Saturday, December 16, 2006

Sex workers owed decent workplaces
Dec. 15, 2006

In its own small way, the police raid on 18 Greater Vancouver massage parlours last week has a bit of the “weapons of mass destruction” scam about it.
Like the invasion of Iraq, the raids were staged under what would turn out to be false pretenses. Raiding a business is, after all, fairly serious stuff in a democratic country. The justification in this case was that the businesses in question were involved in human trafficking, possibly brought into Canada against their will. The raids would in fact be helping people escape a desperate situation.
“Previous experience dealing with human trafficking on a global level has shown the victims of human trafficking are often found working in establishments such as the ones searched last night,” RCMP Supt. Bill Ard said confidently the day after the Dec. 8 raids.
Could be. But not this time. None of the 78 women found at the massage parlours were illegal immigrants. None were younger than 21, nor did any want a transition bed when one was offered to them after the raid.
The raids were pitched as a means of reaching out to enslaved women forced into the sex trade against their will. Instead, those same women ended up accounting for the majority of people arrested in the raids. A week later, charges have yet to be laid against anyone.
What that means in terms of government spending is that some 200 police officers were involved for months in plotting a big raid on 18 B.C. massage parlours, which ultimately turned out to be nothing more than yet more hassle for a group of workers who were theoretically the “victims” when the raids started taking shape.
What that means in terms of adherence to democratic principles is that raids on 18 legitimate businesses were carried out under false pretenses. The raids were sold as rescues, but nobody was looking to be saved.
Solicitor General John Les depicted the raids this week as a “huge shot across the bow” for anyone considering getting into the prostitution business. Oh, please. The sex industry will barely register a blip from the raids. The only ones who will feel the pain are the women who work in the sex trade, who will once again go looking for even darker corners to escape the scrutiny of police.
How can we continue to be surprised at the presence of a sex trade in our cities? As long as there are men who want to buy sex, there will be women and men who will sell it. That’s how it’s been in our community since the first non-aboriginal settlements took root, and in every other community around the world for as long as human history. Surely we can’t still think that this is a matter for the police.
Misguided police raids in Vancouver back in the 1970s were a significant factor in the spike in street prostitution in the years after that. Up until then, B.C.’s sex trade had mostly been an indoor industry, operating in places like Vancouver’s old Penthouse Cabaret. After the busts, sex workers were displaced to the Downtown Eastside. A frightening rise in assaults, rapes and murders involving those workers soon followed.
Three decades later, we’re apparently as baffled as ever about what to do about prostitution beyond more of the same. And no small wonder.

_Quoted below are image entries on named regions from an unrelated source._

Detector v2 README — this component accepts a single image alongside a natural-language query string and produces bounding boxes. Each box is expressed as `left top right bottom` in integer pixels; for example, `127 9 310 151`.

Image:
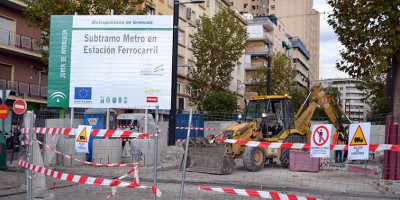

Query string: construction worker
332 131 344 163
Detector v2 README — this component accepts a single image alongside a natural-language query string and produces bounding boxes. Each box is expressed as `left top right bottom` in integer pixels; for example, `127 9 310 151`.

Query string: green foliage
327 0 400 78
356 74 390 116
252 52 296 95
201 91 237 120
24 0 145 67
188 8 247 109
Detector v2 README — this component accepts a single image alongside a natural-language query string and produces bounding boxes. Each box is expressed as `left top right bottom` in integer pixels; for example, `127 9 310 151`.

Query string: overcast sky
314 0 349 79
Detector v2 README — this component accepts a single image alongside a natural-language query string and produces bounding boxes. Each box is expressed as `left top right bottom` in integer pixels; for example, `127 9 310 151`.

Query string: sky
313 0 349 79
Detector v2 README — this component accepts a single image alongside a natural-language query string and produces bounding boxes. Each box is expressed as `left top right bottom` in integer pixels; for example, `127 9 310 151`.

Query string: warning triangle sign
76 127 87 142
350 125 367 146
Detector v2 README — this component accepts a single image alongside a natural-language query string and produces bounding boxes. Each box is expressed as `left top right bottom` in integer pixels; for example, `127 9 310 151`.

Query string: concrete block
92 139 122 164
289 150 319 172
131 139 160 166
347 165 378 175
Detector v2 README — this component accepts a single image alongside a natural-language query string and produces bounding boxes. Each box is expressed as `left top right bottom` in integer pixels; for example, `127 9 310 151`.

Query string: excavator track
180 138 235 174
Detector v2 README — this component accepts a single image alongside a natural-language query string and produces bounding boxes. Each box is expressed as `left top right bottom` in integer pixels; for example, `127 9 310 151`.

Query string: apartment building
0 0 47 131
232 0 320 85
267 0 320 84
244 14 291 98
318 78 371 122
152 0 247 110
289 36 311 88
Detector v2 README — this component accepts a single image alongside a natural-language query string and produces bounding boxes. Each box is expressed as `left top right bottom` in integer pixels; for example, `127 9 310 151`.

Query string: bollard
0 134 8 170
389 124 397 180
382 115 394 180
394 115 400 180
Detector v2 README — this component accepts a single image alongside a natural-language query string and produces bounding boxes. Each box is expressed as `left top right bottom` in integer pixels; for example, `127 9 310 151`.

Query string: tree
327 0 400 115
24 0 145 67
188 8 247 110
252 52 296 95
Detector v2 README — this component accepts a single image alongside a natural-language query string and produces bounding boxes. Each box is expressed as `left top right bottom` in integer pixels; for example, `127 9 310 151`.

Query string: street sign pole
1 90 6 139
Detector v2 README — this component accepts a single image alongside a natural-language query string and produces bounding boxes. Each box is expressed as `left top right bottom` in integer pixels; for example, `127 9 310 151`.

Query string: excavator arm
295 84 351 142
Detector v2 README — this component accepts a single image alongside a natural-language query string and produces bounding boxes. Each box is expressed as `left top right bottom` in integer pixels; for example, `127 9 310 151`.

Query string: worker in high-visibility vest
332 131 344 163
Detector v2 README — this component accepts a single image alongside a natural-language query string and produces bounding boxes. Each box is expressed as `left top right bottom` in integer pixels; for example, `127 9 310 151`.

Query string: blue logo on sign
75 87 92 100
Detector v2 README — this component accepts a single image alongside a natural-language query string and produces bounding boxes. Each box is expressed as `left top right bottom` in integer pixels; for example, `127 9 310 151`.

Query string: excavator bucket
180 138 235 174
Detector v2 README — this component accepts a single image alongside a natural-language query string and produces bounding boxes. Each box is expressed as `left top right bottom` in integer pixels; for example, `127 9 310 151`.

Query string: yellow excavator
181 84 351 174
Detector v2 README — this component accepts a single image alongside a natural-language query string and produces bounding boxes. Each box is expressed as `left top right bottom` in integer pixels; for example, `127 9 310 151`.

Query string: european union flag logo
75 87 92 100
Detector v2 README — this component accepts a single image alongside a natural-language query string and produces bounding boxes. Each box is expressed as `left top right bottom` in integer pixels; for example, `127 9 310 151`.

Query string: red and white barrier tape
26 139 137 167
21 127 157 138
18 160 162 197
199 185 316 200
176 126 218 131
215 138 400 152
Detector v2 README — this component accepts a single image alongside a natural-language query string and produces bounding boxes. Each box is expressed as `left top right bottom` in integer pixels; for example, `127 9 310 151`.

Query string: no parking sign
310 124 332 158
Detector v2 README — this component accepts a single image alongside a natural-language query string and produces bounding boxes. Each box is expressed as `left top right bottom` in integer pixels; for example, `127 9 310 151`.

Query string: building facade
151 0 247 111
244 14 291 98
289 37 311 89
267 0 320 84
232 0 320 85
0 0 47 131
318 78 371 122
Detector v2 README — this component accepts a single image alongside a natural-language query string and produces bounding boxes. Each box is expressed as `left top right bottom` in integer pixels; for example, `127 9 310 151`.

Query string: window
179 5 186 19
189 35 193 48
0 17 15 45
176 82 183 93
0 63 12 81
178 30 185 45
178 98 185 110
178 56 184 67
237 61 242 76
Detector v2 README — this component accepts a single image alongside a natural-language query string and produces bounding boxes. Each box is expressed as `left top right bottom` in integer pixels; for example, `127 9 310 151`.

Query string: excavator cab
244 95 294 140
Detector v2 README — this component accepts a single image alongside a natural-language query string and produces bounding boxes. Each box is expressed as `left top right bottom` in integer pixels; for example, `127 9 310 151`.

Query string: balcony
0 28 41 60
248 33 274 44
0 79 47 99
245 63 262 70
247 17 274 31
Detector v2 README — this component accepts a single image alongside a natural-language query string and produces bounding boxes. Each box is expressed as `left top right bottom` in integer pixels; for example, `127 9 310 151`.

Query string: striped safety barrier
176 126 218 131
215 138 400 152
26 139 137 167
199 185 316 200
21 127 157 138
117 125 137 129
18 159 162 197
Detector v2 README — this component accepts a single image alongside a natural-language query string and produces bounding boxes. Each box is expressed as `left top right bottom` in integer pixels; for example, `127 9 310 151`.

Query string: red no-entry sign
13 99 27 115
0 104 8 119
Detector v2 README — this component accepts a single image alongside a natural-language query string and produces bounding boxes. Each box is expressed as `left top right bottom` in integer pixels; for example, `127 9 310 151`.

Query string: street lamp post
168 0 204 146
267 45 271 95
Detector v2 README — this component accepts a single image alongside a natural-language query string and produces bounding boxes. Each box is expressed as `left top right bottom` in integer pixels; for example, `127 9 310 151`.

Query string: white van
117 113 155 133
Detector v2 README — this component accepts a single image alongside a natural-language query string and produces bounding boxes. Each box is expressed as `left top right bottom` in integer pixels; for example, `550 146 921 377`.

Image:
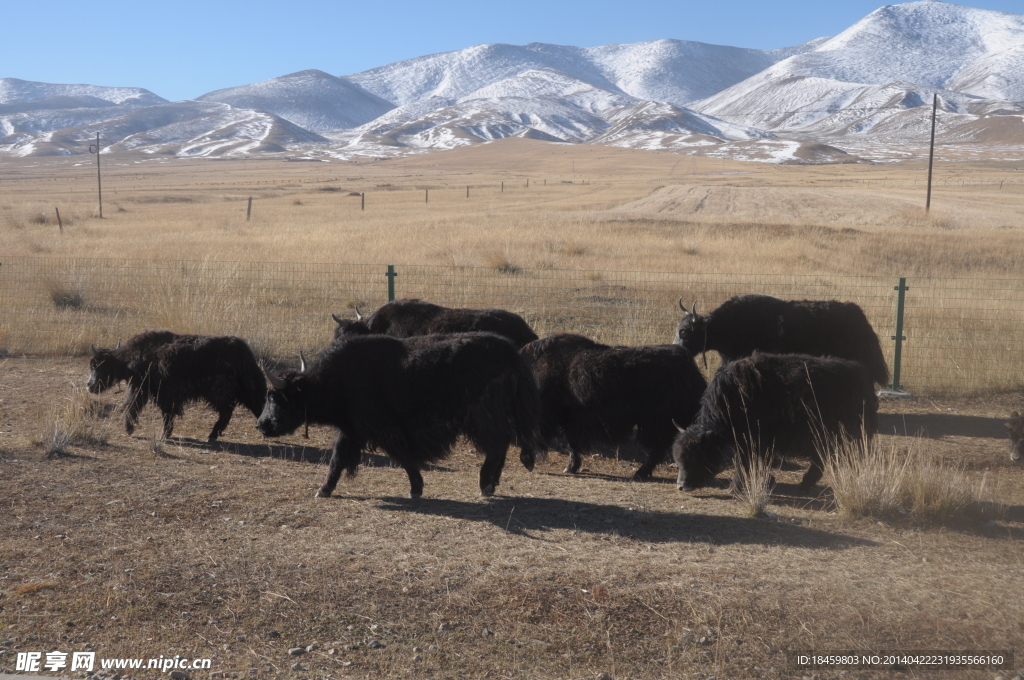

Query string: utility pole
89 132 103 219
925 92 939 212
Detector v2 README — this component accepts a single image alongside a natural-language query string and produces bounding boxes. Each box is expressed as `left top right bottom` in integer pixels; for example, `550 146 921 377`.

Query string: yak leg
316 432 362 498
124 384 146 434
164 411 174 439
206 403 234 442
633 427 676 481
800 459 824 493
562 448 583 474
519 445 538 472
404 465 423 498
480 441 509 496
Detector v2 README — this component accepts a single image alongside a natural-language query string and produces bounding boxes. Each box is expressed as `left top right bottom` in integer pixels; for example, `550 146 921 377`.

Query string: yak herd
88 295 1024 498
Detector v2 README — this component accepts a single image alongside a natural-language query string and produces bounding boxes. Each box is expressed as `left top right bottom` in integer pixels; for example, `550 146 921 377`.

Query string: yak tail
510 362 545 450
467 355 542 451
236 342 266 418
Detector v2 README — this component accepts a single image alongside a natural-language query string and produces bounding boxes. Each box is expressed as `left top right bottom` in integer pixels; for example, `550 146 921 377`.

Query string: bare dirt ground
0 357 1024 680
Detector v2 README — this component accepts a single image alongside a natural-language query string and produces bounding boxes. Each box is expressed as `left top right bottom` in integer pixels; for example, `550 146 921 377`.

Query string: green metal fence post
892 277 910 392
384 264 398 302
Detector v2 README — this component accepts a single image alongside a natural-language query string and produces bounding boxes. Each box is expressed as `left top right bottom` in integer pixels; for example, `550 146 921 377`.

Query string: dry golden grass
733 448 775 517
822 438 1006 525
0 139 1024 394
35 384 112 458
0 139 1024 277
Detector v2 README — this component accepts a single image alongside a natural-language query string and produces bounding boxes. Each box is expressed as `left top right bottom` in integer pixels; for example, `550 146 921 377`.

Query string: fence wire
0 257 1024 394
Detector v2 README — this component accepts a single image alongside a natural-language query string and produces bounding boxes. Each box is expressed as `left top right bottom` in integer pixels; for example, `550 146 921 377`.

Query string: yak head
86 342 131 394
672 298 708 356
1007 411 1024 462
256 354 309 437
672 426 732 492
331 307 370 340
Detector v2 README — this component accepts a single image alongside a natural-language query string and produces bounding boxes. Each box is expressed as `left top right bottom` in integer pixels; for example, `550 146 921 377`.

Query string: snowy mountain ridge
6 0 1024 162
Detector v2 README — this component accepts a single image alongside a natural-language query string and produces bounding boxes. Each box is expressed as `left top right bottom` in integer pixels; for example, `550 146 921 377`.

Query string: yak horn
259 364 286 389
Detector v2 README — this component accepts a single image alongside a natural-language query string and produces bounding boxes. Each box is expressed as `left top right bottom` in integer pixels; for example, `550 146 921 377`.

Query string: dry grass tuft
733 448 775 517
818 437 909 517
35 385 113 459
43 279 85 309
823 438 1006 525
13 581 57 595
145 430 167 457
483 250 522 277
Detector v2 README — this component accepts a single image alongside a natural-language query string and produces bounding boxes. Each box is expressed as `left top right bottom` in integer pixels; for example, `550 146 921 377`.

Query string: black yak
331 300 537 348
520 333 707 479
672 352 879 492
675 295 889 385
1007 411 1024 462
88 331 266 441
257 333 541 498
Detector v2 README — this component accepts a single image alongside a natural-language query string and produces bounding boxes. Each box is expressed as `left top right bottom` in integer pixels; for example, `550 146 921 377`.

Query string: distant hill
0 0 1024 163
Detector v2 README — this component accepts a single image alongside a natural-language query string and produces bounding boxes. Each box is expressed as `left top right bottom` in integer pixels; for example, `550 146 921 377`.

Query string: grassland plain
0 140 1024 680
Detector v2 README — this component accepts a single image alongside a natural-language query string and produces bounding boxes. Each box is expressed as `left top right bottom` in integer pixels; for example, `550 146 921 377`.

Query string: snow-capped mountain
691 0 1024 134
0 100 327 156
0 78 167 108
6 0 1024 162
199 69 394 132
348 40 801 107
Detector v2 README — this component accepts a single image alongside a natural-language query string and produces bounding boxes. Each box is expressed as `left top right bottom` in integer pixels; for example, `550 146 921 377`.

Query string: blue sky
0 0 1024 100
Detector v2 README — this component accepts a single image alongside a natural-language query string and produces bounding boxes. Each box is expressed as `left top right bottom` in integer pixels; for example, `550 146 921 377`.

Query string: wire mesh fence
0 257 1024 394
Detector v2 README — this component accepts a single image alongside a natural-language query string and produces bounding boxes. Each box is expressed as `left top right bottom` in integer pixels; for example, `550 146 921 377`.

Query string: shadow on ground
378 498 874 550
879 413 1007 439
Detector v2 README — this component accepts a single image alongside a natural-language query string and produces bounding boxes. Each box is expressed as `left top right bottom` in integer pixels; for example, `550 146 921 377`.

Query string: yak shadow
378 497 876 550
879 413 1007 439
182 437 452 472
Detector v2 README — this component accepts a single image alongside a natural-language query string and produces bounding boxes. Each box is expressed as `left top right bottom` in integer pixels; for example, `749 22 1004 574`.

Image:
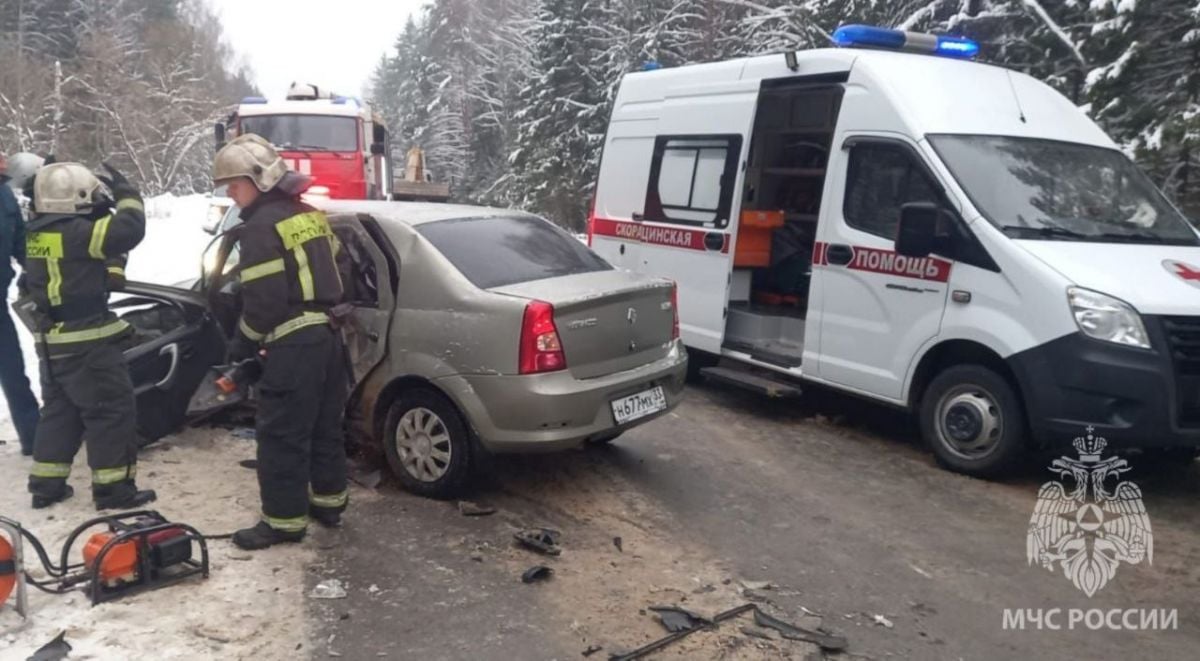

We’re clearly stuck if we still believe that complex, costly police raids dressed up like rescues are how we’ll “crack down” on the sex industry.
Not only are such raids a disturbing waste of money, the people who bear the brunt of the impact are typically the very workers identified as needing to be saved through police intervention. All that the latest raids have done for the women rounded up at the 18 massage parlours in Coquitlam, Surrey, Richmond, Burnaby and Vancouver is to push the workers into even more invisible places in the future to avoid hassles with police. Some may even end up working the streets, which are as dangerous as ever to those forced to do their business there.
What’s to be done? It starts with coming to grips with the sex trade, and the fact that it exists no matter how much we wish it didn’t. We’ve all got our views on the morality of the trade, but there comes a point when continuing to do nothing is the most immoral act of all.
The ugly aspects of the sex trade most definitely have to be routed. Exploitation of a child, sexual slavery, coercion -all must be vigorously pursued and punished. But at the same time, we desperately need to address working conditions for the thousands of Canadian adults who continue to work in the sex industry. In an age when even lumber is bought ethically, we at least owe that small courtesy to those who sell sex.
Sex sells, and the buyers are us. All the pointless police raids in the world can’t change that.

3 comments:

Susan Jones said...

There are few gifts one can give that last a lifetime, the inspiration you’ve so willingly and unselfishly shared with the world through your talent is one. I’ve been a fortunate benefactor, thank you from the bottom of my heart.
Merry Christmas, Happy Holidays, and the very best of the new year to you and yours.

Anonymous said...

So you are saying it is perfecly OK to bring young women to Canada from Asia and make them/let them work as prostitutes in massage parlours without a permit?

Those girls were prostitutes. Just read the escort review boards. You can find "reviews" about them. Some of them even says if they have a tight pussy....

If you as a woman think that this is OK, I am glad you are an EX-journalist.

Jody Paterson said...

Dear anonymous:
No, I'm not saying that at all. Nobody should be coerced or forced to work in the sex industry, or any other job for that matter. All I'm saying is that if an adult chooses to work in prostitution - which is legal in Canada - then she or he deserves a safe, fair, regulated workplace just like the rest of us.